09 // TRY IT YOURSELF

The RL Pong Lab is live. Switch between algorithms with the tabs, hit AUTO-TRAIN to watch the AI practice at 200x speed, then take over and play against it. Your agent's learned weights persist in localStorage -- come back tomorrow and it'll remember everything.

The entire implementation is four files totaling ~600 lines of JavaScript:

  • pong-engine.js -- game physics, rendering, collision detection
  • pong-rl.js -- MiniNet neural network, Q-Learning, DQN, REINFORCE
  • pong-ui.js -- glue code, HUD, auto-training, localStorage
  • pong.html + pong.css -- page shell and styling

No build step. No dependencies. View source and you'll see everything.

10 // REFERENCES

  1. Watkins, C. J. C. H. & Dayan, P. Q-Learning. Machine Learning, 8(3-4), 279-292, 1992.
  2. Mnih, V., Kavukcuoglu, K., Silver, D., et al. Human-level control through deep reinforcement learning.
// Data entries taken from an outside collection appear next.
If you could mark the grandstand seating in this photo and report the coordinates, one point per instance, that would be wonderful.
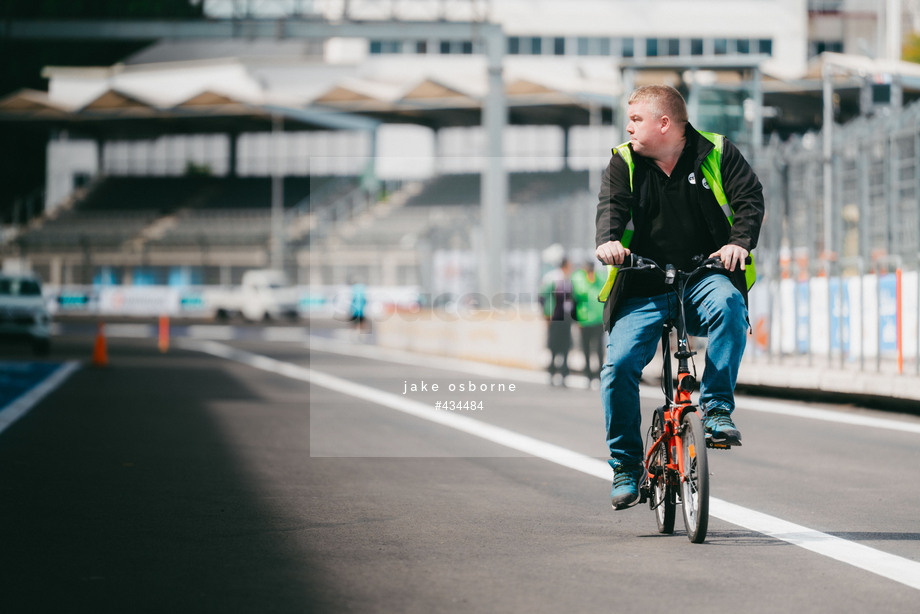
(524, 188)
(204, 210)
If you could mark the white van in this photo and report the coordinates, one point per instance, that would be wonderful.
(23, 312)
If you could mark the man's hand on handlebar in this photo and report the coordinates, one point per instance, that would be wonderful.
(612, 252)
(731, 256)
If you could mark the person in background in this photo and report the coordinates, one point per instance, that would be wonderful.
(589, 311)
(358, 307)
(559, 311)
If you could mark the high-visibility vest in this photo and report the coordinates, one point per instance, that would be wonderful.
(712, 172)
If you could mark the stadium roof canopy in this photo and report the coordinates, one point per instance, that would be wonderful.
(119, 113)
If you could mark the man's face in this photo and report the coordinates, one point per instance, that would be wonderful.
(644, 128)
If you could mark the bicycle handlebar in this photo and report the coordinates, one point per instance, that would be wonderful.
(635, 262)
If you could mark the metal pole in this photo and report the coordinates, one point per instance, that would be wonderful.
(827, 129)
(277, 198)
(494, 188)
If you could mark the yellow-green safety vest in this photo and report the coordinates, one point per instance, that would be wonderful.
(712, 171)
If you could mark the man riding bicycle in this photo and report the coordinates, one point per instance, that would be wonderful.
(671, 194)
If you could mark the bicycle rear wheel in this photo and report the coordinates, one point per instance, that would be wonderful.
(661, 495)
(695, 480)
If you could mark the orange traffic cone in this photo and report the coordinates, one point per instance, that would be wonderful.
(100, 355)
(163, 340)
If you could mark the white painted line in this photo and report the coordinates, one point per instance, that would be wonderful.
(890, 566)
(207, 331)
(650, 392)
(800, 411)
(24, 403)
(129, 331)
(285, 334)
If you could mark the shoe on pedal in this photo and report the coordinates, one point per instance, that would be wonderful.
(625, 484)
(720, 428)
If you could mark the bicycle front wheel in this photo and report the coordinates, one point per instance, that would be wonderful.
(695, 478)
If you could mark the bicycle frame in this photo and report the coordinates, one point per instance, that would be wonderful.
(677, 398)
(676, 460)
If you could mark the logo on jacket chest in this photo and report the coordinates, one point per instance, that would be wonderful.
(692, 179)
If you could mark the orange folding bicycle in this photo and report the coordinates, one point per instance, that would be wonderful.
(676, 461)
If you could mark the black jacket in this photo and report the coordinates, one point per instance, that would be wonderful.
(617, 204)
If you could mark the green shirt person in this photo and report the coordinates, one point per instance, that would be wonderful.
(586, 287)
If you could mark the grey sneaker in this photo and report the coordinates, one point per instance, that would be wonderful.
(625, 484)
(720, 428)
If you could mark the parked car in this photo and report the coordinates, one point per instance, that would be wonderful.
(263, 294)
(23, 313)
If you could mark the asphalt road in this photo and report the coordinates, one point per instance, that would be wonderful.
(253, 476)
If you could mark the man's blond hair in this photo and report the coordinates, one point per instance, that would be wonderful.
(661, 100)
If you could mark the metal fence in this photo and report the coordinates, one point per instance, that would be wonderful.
(838, 271)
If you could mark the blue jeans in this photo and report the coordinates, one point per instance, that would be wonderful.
(714, 309)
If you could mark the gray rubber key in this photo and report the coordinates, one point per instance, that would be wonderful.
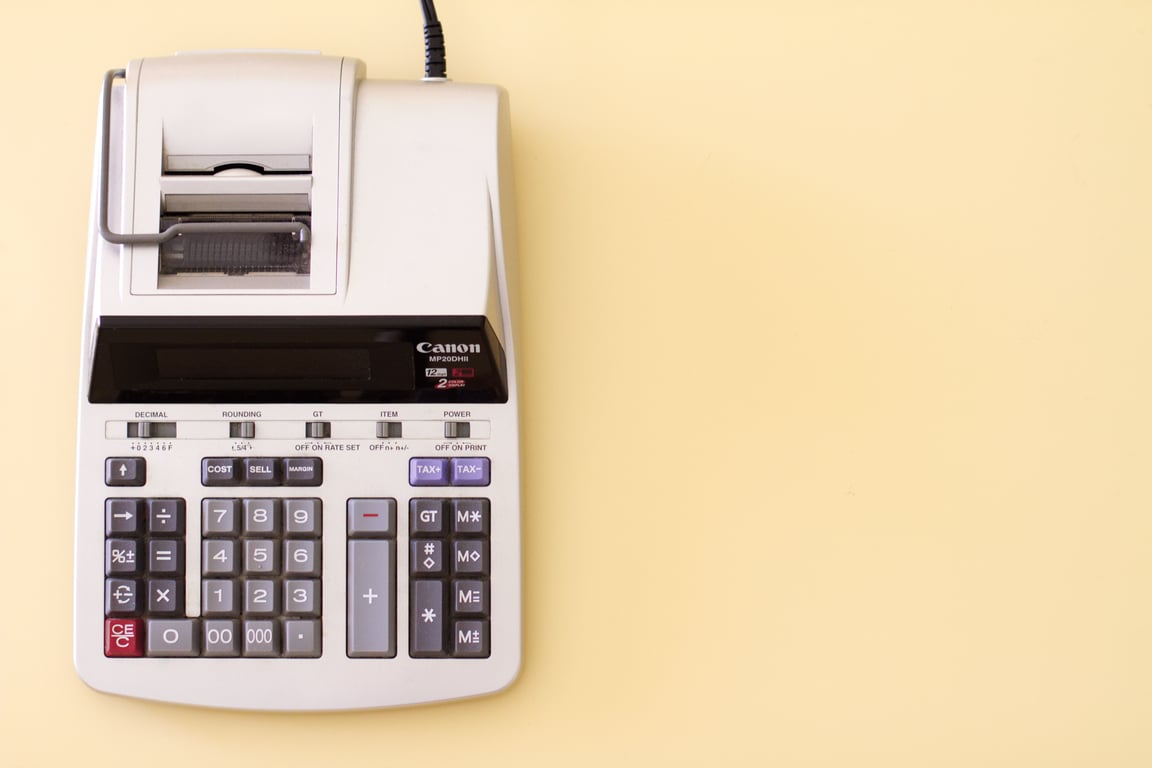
(426, 621)
(371, 599)
(175, 637)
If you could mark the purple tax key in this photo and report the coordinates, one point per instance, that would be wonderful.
(427, 471)
(470, 471)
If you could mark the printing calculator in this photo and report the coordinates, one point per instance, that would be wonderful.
(297, 477)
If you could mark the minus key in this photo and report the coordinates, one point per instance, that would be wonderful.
(372, 518)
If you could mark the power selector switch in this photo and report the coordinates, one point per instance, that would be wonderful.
(457, 430)
(318, 430)
(151, 430)
(388, 430)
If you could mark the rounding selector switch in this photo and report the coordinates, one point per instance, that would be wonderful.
(457, 430)
(318, 430)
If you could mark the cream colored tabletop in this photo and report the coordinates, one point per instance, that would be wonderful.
(836, 334)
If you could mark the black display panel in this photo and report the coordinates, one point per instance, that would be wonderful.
(297, 360)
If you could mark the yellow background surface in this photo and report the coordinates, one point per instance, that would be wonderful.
(835, 371)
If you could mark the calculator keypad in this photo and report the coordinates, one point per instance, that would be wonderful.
(259, 560)
(260, 565)
(449, 567)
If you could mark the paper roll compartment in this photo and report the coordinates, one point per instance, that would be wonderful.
(235, 253)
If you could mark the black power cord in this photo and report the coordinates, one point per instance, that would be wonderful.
(434, 65)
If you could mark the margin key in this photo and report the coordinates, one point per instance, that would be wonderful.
(371, 599)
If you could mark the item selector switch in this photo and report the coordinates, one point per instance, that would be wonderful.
(385, 430)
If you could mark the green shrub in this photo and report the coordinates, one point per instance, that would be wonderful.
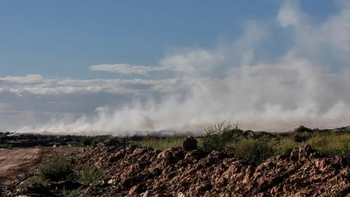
(56, 170)
(331, 144)
(98, 139)
(283, 145)
(256, 151)
(72, 193)
(218, 136)
(90, 175)
(162, 144)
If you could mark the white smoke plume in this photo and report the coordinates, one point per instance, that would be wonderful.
(307, 84)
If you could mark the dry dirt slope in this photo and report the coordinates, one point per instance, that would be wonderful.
(17, 161)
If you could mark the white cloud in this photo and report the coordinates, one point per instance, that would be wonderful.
(126, 68)
(209, 86)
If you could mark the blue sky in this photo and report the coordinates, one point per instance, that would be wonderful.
(118, 67)
(54, 38)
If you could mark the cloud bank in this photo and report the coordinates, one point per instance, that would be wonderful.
(308, 84)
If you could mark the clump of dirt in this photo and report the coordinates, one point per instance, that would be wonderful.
(132, 170)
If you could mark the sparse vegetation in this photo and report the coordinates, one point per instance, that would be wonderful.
(90, 175)
(72, 193)
(161, 144)
(254, 150)
(218, 136)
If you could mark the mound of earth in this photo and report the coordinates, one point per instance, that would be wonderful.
(133, 170)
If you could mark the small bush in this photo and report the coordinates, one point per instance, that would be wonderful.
(56, 170)
(90, 175)
(284, 145)
(253, 150)
(162, 144)
(218, 136)
(72, 193)
(331, 144)
(98, 139)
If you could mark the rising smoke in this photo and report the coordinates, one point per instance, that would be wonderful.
(307, 84)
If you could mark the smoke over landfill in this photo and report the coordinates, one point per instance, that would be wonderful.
(306, 83)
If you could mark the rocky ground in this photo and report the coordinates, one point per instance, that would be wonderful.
(132, 170)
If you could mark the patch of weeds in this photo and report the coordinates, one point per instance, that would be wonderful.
(72, 193)
(162, 144)
(256, 151)
(218, 136)
(98, 139)
(90, 175)
(56, 170)
(30, 181)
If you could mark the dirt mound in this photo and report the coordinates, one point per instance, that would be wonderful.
(133, 170)
(15, 162)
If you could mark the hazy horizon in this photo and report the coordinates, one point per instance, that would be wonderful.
(122, 67)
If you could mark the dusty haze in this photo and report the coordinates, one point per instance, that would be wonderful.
(307, 84)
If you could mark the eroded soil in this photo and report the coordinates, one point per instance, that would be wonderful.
(14, 162)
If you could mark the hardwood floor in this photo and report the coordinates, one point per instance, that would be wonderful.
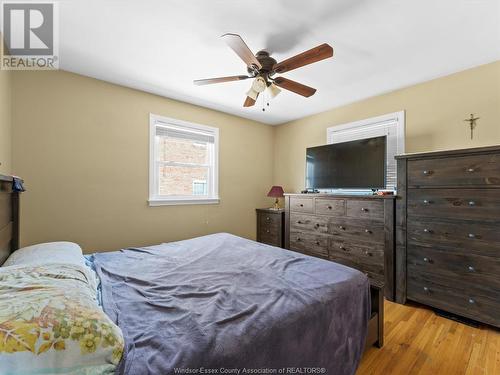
(417, 341)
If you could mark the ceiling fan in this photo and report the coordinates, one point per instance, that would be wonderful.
(262, 68)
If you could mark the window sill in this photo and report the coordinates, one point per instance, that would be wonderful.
(181, 201)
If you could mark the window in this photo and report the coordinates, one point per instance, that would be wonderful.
(183, 162)
(391, 125)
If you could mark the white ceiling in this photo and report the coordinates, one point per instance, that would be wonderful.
(162, 46)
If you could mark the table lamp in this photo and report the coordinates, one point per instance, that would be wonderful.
(276, 192)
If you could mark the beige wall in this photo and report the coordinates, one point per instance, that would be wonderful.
(5, 122)
(435, 111)
(82, 147)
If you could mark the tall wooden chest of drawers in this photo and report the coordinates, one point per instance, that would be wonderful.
(448, 232)
(357, 231)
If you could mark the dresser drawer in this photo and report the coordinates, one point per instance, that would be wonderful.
(469, 237)
(466, 270)
(356, 230)
(365, 209)
(301, 205)
(444, 293)
(308, 223)
(468, 170)
(368, 259)
(459, 204)
(269, 229)
(270, 239)
(334, 207)
(309, 243)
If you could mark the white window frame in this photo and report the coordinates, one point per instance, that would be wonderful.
(163, 200)
(391, 125)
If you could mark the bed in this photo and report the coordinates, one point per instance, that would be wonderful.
(223, 302)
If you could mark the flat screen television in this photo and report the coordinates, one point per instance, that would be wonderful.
(359, 164)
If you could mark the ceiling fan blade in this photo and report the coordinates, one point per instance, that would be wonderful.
(249, 102)
(295, 87)
(209, 81)
(313, 55)
(236, 43)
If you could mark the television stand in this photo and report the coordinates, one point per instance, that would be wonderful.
(354, 230)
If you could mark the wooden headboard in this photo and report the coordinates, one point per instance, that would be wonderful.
(9, 218)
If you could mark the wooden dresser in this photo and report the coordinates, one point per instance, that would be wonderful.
(270, 226)
(448, 231)
(357, 231)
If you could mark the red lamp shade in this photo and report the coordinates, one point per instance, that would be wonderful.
(276, 192)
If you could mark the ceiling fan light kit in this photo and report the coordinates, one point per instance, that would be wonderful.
(262, 67)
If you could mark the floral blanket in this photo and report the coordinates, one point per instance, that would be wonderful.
(50, 323)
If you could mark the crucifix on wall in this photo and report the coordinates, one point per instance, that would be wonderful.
(472, 123)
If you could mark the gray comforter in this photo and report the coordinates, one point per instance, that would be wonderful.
(223, 302)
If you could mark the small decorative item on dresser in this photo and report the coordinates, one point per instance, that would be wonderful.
(270, 226)
(276, 192)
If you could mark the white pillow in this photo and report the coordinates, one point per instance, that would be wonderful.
(45, 253)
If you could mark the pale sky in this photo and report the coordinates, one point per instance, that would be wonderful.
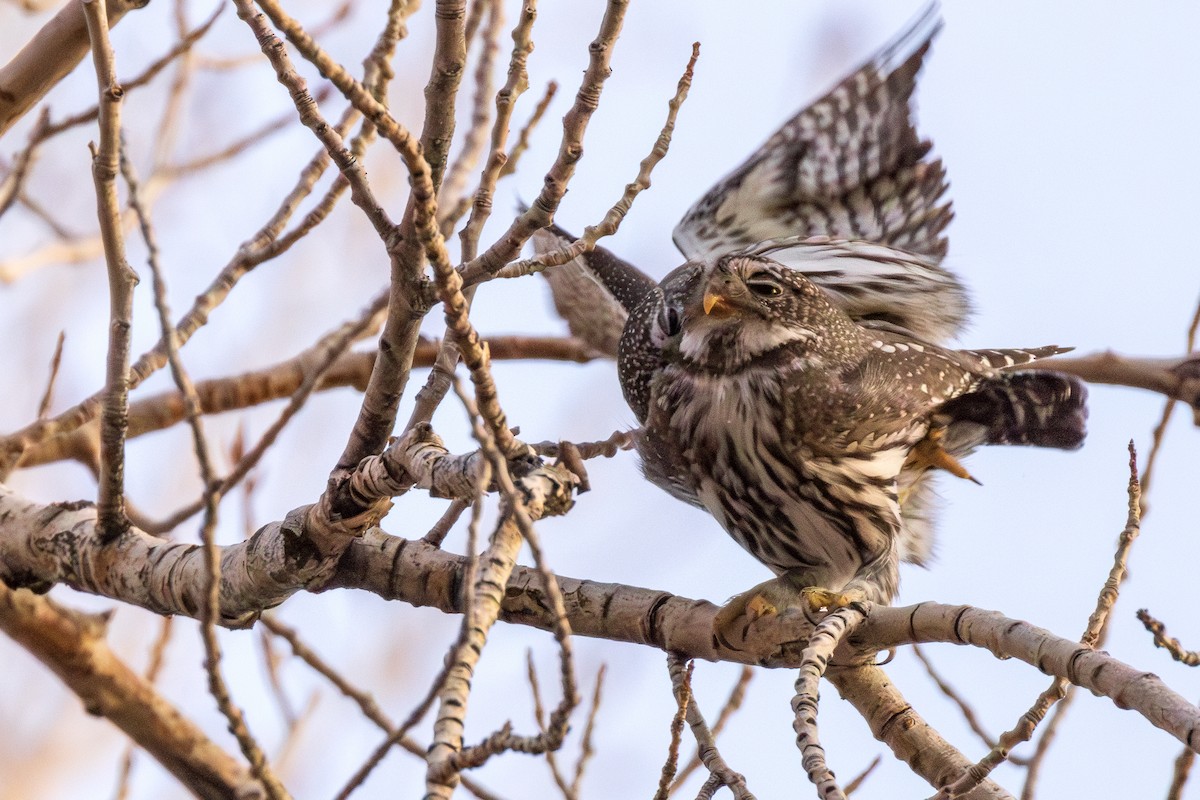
(1069, 134)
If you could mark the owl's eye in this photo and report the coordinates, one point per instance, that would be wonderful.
(765, 287)
(671, 322)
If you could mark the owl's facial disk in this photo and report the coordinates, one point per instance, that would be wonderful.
(739, 288)
(739, 310)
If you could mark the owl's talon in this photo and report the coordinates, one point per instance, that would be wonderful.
(929, 453)
(819, 599)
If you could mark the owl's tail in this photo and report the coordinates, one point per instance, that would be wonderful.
(1043, 409)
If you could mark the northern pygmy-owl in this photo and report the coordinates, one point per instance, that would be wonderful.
(802, 431)
(790, 377)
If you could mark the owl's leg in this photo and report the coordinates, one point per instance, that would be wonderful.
(773, 597)
(929, 453)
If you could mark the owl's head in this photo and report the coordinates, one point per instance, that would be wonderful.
(743, 306)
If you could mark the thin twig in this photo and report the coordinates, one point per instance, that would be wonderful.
(731, 704)
(43, 405)
(612, 220)
(1187, 657)
(969, 714)
(1059, 687)
(681, 681)
(121, 280)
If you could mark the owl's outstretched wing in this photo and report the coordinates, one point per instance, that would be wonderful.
(594, 292)
(850, 166)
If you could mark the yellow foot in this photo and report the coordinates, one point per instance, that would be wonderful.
(827, 599)
(772, 597)
(929, 453)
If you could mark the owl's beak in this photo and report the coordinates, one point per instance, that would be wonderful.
(717, 305)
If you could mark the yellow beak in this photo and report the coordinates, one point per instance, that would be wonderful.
(717, 305)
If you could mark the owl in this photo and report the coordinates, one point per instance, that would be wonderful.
(792, 377)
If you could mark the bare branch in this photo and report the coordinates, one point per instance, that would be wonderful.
(72, 645)
(49, 56)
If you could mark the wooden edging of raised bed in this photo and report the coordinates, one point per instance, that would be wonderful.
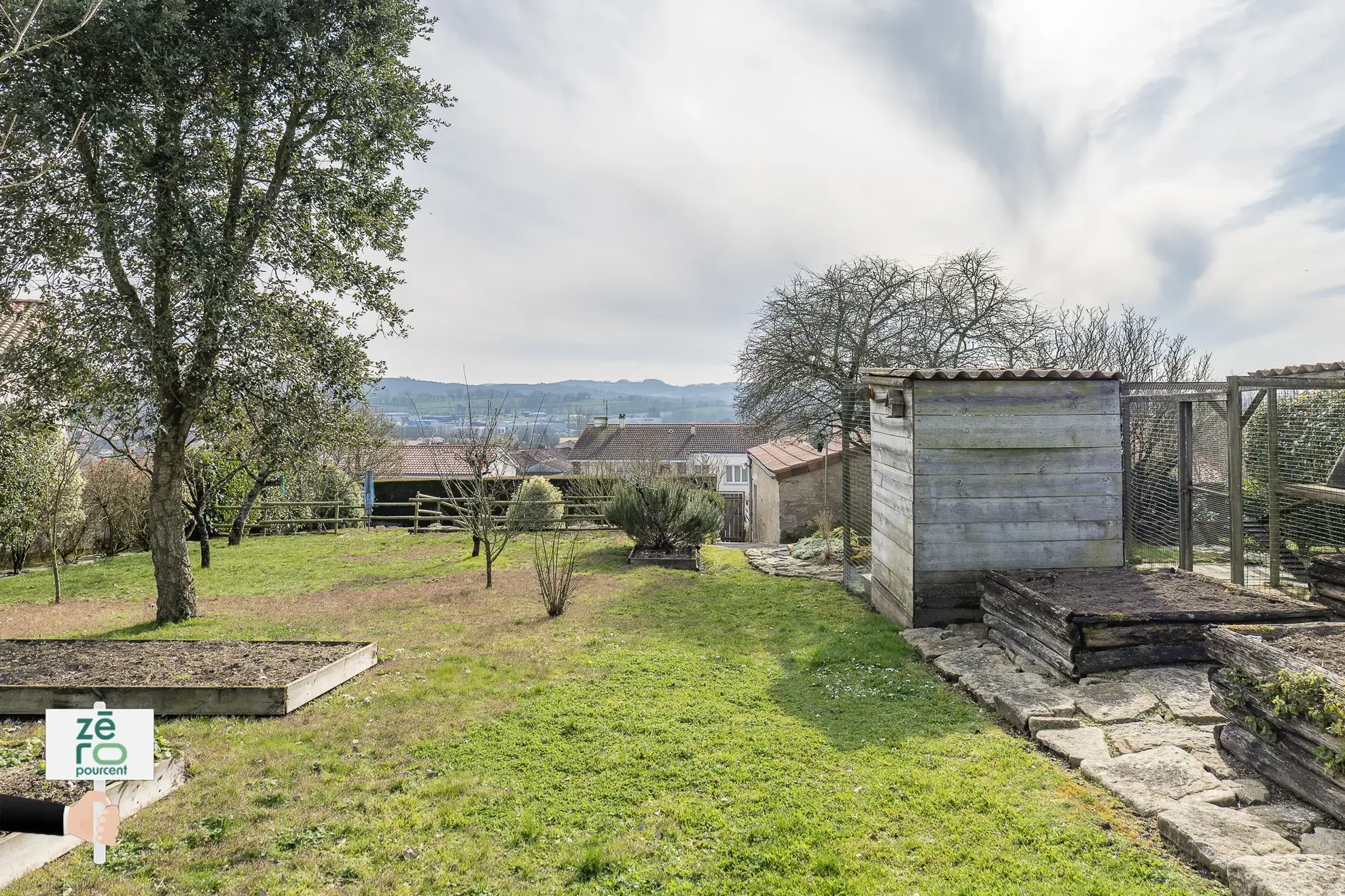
(1076, 643)
(668, 561)
(1290, 759)
(22, 853)
(170, 700)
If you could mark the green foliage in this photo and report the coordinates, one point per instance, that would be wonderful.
(1313, 698)
(817, 548)
(666, 513)
(536, 505)
(39, 488)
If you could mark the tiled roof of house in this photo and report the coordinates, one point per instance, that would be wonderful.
(433, 461)
(1297, 370)
(988, 373)
(794, 456)
(543, 462)
(665, 442)
(14, 319)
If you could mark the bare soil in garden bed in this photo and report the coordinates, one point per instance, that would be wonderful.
(650, 553)
(1136, 592)
(29, 781)
(187, 664)
(1327, 651)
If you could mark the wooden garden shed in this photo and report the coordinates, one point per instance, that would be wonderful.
(988, 469)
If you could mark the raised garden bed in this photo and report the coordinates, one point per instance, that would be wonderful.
(675, 558)
(1282, 689)
(1083, 622)
(1327, 581)
(22, 853)
(175, 677)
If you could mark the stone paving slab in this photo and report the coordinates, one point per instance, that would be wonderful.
(1132, 738)
(1075, 745)
(1114, 701)
(1291, 819)
(1044, 723)
(1251, 791)
(1183, 689)
(1327, 841)
(1287, 876)
(973, 661)
(1216, 837)
(1026, 696)
(1154, 779)
(776, 561)
(933, 643)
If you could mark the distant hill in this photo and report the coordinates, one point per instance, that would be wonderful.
(698, 403)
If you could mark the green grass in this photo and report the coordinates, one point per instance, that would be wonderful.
(674, 732)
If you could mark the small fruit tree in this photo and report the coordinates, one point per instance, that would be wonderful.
(666, 513)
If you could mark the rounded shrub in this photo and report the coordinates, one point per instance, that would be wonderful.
(666, 513)
(532, 509)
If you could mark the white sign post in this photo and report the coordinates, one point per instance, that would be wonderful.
(100, 745)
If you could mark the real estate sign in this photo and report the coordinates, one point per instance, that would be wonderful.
(100, 745)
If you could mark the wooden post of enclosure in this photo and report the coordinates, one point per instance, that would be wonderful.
(1273, 481)
(1234, 413)
(1128, 536)
(1185, 547)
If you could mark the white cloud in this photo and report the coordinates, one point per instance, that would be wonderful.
(623, 183)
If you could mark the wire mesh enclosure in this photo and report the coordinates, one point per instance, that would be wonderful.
(857, 503)
(1176, 481)
(1285, 501)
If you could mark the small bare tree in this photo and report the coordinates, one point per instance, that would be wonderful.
(554, 567)
(475, 499)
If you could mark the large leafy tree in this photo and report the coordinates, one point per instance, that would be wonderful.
(233, 171)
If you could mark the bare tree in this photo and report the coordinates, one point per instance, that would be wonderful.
(475, 501)
(1134, 344)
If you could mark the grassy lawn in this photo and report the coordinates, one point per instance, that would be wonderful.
(674, 732)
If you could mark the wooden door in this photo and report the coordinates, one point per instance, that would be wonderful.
(735, 517)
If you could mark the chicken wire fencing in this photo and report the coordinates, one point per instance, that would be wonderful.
(857, 503)
(1258, 528)
(1176, 476)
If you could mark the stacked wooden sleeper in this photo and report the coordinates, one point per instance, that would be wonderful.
(1076, 634)
(1327, 580)
(1273, 734)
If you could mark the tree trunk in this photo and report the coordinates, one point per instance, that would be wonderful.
(56, 561)
(236, 531)
(177, 590)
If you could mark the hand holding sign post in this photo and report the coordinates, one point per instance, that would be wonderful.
(100, 745)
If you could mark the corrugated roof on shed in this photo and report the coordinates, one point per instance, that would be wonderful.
(794, 456)
(988, 373)
(1298, 370)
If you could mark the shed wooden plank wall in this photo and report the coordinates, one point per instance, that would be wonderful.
(1003, 474)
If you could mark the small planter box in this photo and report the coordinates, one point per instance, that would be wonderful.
(321, 668)
(22, 853)
(689, 558)
(1083, 622)
(1272, 693)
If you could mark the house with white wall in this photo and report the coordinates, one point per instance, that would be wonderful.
(720, 448)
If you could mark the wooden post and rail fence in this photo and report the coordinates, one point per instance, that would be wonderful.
(427, 510)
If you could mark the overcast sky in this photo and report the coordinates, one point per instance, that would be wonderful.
(624, 182)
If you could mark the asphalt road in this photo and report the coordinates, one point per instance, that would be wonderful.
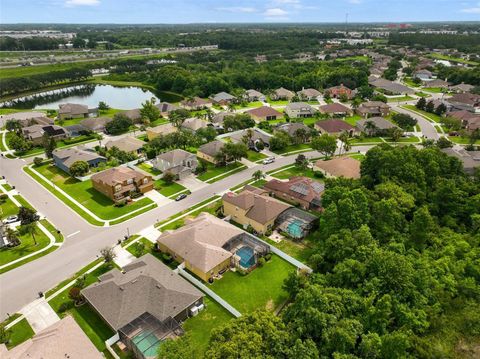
(83, 241)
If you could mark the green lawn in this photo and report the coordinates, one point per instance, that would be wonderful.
(27, 246)
(90, 322)
(400, 99)
(7, 208)
(255, 156)
(352, 120)
(302, 147)
(293, 172)
(260, 289)
(213, 171)
(168, 189)
(199, 328)
(147, 168)
(19, 333)
(85, 194)
(430, 116)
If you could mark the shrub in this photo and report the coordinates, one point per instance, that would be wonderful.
(37, 161)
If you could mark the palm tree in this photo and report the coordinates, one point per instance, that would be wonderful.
(31, 229)
(258, 175)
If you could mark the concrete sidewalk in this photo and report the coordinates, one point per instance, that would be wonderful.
(39, 314)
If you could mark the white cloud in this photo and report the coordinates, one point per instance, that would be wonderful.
(238, 9)
(275, 12)
(72, 3)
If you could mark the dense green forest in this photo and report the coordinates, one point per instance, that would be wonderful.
(396, 270)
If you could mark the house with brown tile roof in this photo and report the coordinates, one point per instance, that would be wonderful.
(64, 339)
(373, 108)
(120, 182)
(282, 94)
(335, 127)
(335, 109)
(126, 144)
(146, 299)
(250, 208)
(339, 167)
(196, 103)
(264, 113)
(160, 130)
(302, 191)
(206, 245)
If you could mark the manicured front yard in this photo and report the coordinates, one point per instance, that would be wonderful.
(214, 171)
(90, 322)
(85, 194)
(19, 333)
(168, 189)
(27, 246)
(255, 156)
(199, 328)
(260, 289)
Nature, 518(7540), 529-533, 2015.
  3. Williams, R. J. Simple statistical gradient-following algorithms for connectionist reinforcement learning. Machine Learning, 8(3-4), 229-256, 1992.
  4. Karpathy, A. Deep Reinforcement Learning: Pong from Pixels. Blog post, 2016.
  5. Sutton, R. S. & Barto, A. G. Reinforcement Learning: An Introduction. 2nd ed. MIT Press, 2018.
  6. Schulman, J., Wolski, F., Dhariwal, P., Radford, A. & Klimov, O. Proximal Policy Optimization Algorithms. arXiv:1707.06347, 2017.